Top 10 romcoms of all time

Juno; Ellen Page

The First Post’s nominations for Top 10 romantic comedies - until ‘(500) Days’ came along...

BY Sophie Taylor LAST UPDATED AT 08:31 ON Tue 1 Sep 2009

The new American romantic comedy (500) Days of Summer, directed by Marc Webb, is being talked up as one of the best for years. If it's going to make it into the Top Ten Romcoms of all time, it will have to knock one of these of its perch...

JUNO, JASON REITMAN, 2007
Ellen Page as the wise-ass teenager who gets pregnant with her boyfriend and, on the verge of getting an abortion, decides to keep the baby and give it away for adoption. Its apparent pro-life politics - as with Knocked Up the same year - made it controversial. Screenwriter Diablo Cody won an Oscar.

FOUR WEDDINGS AND A FUNERAL, MIKE NEWELL, 1994
It's smart to knock English screenwriter Richard Curtis and leading man Hugh Grant. But, apart from the weakness of Andie MacDowell's performance, Four Weddings stands the test of time as one of the funniest British films ever made - and one of the most successful. It was overlooked at the Oscars, but cleaned up at the Baftas.

WHEN HARRY MET SALLY, ROB REINER, 1989
The fake orgasm scene in a diner (above) was improvised by Ryan: the famous follow-up - "I'll have what she's having," spoken by the woman at the next table - was Crystal's idea. No Oscars, though Nora Ephron won a Bafta for the screenplay.

WORKING GIRL, MIKE NICHOLS, 1987
Melanie Griffith plays the put-upon secretary who takes over from her female boss (Sigourney Weaver) when she has skiing accident. She climbs the corporate ladder - and falls in love with her employer's boyfriend (Harrison Ford).
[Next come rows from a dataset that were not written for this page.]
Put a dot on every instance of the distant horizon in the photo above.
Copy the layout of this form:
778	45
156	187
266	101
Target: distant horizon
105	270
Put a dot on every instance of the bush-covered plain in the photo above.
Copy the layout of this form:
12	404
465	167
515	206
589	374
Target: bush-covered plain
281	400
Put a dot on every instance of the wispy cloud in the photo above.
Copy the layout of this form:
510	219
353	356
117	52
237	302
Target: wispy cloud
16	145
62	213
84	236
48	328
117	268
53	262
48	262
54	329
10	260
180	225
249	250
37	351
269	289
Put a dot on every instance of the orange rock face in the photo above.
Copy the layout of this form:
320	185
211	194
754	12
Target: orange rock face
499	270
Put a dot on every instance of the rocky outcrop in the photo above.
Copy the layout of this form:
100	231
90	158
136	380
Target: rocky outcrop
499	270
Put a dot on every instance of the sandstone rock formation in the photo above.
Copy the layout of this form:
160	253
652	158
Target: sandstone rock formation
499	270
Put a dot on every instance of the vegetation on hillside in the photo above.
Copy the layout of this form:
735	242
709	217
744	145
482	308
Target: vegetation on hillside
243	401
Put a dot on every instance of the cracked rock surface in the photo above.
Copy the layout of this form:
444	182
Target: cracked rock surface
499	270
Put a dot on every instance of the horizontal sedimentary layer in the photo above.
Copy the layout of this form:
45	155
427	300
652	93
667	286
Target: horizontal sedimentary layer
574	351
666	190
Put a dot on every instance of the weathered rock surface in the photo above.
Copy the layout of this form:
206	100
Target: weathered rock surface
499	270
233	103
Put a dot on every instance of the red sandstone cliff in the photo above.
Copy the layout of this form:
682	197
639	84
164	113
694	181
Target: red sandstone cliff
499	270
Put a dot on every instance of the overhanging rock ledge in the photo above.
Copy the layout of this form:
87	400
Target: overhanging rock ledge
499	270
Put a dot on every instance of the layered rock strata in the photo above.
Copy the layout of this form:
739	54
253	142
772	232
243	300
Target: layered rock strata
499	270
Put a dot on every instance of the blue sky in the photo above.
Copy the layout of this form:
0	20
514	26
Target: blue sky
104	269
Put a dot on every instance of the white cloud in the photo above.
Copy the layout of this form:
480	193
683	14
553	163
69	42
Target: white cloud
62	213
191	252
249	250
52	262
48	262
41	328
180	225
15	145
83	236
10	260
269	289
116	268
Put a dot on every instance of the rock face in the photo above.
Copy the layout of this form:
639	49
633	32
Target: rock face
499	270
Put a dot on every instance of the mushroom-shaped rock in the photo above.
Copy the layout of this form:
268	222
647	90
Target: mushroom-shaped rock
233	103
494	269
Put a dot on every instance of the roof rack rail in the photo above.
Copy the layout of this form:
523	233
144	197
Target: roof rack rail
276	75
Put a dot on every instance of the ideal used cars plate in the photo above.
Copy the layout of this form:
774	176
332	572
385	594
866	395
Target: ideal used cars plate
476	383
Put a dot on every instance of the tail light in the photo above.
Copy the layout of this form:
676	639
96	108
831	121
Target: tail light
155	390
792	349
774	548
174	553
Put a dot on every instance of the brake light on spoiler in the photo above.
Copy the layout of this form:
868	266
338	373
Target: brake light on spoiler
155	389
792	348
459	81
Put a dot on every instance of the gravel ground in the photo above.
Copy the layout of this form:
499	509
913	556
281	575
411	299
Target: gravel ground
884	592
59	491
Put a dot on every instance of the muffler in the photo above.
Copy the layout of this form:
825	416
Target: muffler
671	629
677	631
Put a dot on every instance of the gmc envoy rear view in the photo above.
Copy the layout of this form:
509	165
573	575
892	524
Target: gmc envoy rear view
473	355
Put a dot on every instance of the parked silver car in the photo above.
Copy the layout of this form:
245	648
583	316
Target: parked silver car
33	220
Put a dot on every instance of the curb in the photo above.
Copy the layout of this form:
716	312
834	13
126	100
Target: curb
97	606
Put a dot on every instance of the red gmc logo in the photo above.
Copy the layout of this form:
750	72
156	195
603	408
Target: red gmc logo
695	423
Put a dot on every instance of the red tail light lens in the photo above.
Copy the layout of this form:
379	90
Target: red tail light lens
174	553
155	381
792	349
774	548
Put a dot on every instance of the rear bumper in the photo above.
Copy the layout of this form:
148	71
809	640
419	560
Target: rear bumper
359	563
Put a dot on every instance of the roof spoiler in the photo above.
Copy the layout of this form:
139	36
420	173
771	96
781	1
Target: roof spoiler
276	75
One of the first films to spot the comedy in a devilish women bosses - a theme picked up by The Devil Wears Prada in 2006.

ANNIE HALL, WOODY ALLEN, 1977
Neurotic New Yorker Woody Allen meets kooky, shirt-and-tie-wearing Midwesterner Diane Keaton in Manhattan and a roller-coaster love affair ensues. It won four Oscars including best film, best director, best screenplay and best actress for Keaton.

THE APARTMENT, BILLY WILDER, 1960
Jack Lemmon as the miserable office junior who lends his flat to his slimeball boss (Fred MacMurray) to enable him to have an affair with the gorgeous elevator girl (Shirley MacLaine) - who of course falls for Lemmon. It won five Oscars, including best film, best director and best screenplay.

SABRINA, BILLY WILDER, 1954
Tough guy Humphrey Bogart surprised everyone with his portrayal of the workaholic millionaire who sets out to distract his playboy younger brother (William Holden) from his infatuation with the chauffeur's daughter Sabrina (Audrey Hepburn) - and ends up falling for her himself.

THE PHILADELPHIA STORY, GEORGE CUKOR, 1940
One of MGM's finest hours, with Katharine Hepburn as the wealthy socialite about to remarry when her ex (Cary Grant) and a handsome tabloid reporter (James Stewart) roll up. Stewart and screenwriter Donald Ogden Stewart both won Oscars.

HIS GIRL FRIDAY, HOWARD HAWKS, 1939
Fast and furious screwball comedy with Cary Grant and Rosalind Russell as ex- husband-and-wife reporters. Based on the classic newspaper play, The Front Page. Billy Wilder remade it in 1974 with Jack Lemmon and Walter Matthau - but it proved no equal to Hawks's version.

BRINGING UP BABY, HOWARD HAWKS, 1938
If two comic masterpieces from the same director in two years sounds too good to be true, it was. The film was hated when it was first released and only became accepted over time. Grant gave one of his finest performances opposite Katharine Hepburn and a pet leopard  - the 'baby' of the title.